Cape Town – The Bard will fall. To be or not to be in the SA schools curriculum is the question that Basic Education Minister Angie Motshekga had to answer when asked about the “decolonisation” of the country’s education system.“Therefore, the consideration of the works of Shakespeare is an aspect of the overall literature review process targeted for 2020 and thus concrete work on this shall only begin in 2018,” Motshekga said in reply to a parliamentary question.

“In response to issues raised by the committee on decolonisation, clarification was given of how the curriculum review process since Curriculum 2005 has included the need for transformation,” Motshekga said.

Basic Education Minister Angie Motshekga expressed her thoughts on Shakespeare work in the schools’ curriculum. Picture: Thobile Mathonsi

Professor Chris Thurman from the English department at Wits University, who teaches Shakespeare, had said in a previous report that William Shakespeare no longer had relevance for South African children.

“I’m not a school teacher, but it seems to me there is already an element of choice at school level. There are already learners who don’t encounter Shakespeare within the curriculum at high school and that is fine.”

“I’m not particularly anxious if Shakespeare were to fall off the curriculum at school level, particularly if that means there are South African, African or more accessible world literature writers who can be placed in that curriculum,” Thurman said.

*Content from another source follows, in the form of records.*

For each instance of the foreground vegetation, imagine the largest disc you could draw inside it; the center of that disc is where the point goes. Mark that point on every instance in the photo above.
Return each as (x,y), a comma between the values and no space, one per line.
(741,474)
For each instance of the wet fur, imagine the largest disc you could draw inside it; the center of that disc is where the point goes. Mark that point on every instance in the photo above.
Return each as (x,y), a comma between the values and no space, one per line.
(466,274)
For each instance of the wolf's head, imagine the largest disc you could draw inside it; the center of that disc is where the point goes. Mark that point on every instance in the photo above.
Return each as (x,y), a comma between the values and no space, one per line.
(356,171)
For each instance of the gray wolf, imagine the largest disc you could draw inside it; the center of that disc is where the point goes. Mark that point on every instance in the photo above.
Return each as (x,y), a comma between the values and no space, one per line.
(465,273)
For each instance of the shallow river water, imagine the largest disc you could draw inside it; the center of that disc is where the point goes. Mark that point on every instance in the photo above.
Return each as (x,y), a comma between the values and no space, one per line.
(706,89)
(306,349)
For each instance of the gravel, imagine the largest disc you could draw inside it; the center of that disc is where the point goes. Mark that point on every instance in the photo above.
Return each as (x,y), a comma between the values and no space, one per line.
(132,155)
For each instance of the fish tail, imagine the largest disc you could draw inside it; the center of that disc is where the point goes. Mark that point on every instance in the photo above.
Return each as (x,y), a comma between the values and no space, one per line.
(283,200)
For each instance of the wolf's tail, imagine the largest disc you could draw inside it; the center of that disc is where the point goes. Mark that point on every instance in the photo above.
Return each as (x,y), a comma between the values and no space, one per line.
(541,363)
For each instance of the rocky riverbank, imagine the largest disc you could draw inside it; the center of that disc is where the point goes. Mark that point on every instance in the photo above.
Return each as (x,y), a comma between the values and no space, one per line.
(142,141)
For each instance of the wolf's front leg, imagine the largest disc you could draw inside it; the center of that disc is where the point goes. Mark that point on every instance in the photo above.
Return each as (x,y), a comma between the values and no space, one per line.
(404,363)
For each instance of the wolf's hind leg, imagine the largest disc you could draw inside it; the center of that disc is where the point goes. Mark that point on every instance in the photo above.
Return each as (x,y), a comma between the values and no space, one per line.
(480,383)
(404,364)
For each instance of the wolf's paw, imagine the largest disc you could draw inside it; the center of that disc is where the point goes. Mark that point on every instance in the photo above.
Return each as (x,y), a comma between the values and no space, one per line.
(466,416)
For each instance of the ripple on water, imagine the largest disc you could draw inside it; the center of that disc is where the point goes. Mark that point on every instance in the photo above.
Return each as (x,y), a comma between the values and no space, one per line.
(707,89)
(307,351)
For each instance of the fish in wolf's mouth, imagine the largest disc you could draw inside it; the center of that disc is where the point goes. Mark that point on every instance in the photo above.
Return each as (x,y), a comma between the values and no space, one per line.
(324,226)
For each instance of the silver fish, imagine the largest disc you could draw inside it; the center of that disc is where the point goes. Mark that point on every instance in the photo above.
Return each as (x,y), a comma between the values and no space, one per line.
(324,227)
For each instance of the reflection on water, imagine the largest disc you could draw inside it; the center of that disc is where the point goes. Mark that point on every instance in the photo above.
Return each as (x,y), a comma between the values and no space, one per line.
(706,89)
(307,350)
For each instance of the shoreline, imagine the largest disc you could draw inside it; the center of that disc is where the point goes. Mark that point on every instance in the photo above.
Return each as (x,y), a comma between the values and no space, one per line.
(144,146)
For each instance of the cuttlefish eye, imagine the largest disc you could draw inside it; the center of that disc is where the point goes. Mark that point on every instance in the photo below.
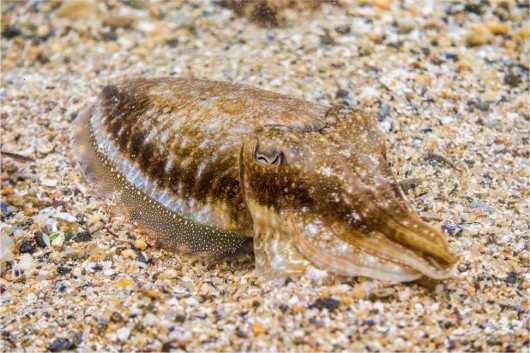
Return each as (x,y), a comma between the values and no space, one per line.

Tshepo Motsepe from Equal Education shared their approval of the idea to remove the works from the curriculum. “In our previous teaching and learning summit held in July 2016, we drafted an education charter which called for a review of the curriculum.”

“We recognised the current curriculum as reinforcing colonial teaching and learning while neglecting African literature in particular when looking at what is being taught in our schools. This also applies to the history curriculum. South African and African history has taken a back seat and our learners are not taught the rich history we have as a nation.”

The Western Cape Education Department responded to an inquiry by saying: “The curriculum is set at national level. The Western Cape Education Department’s curriculum experts will provide their input as part of the envisaged review process.”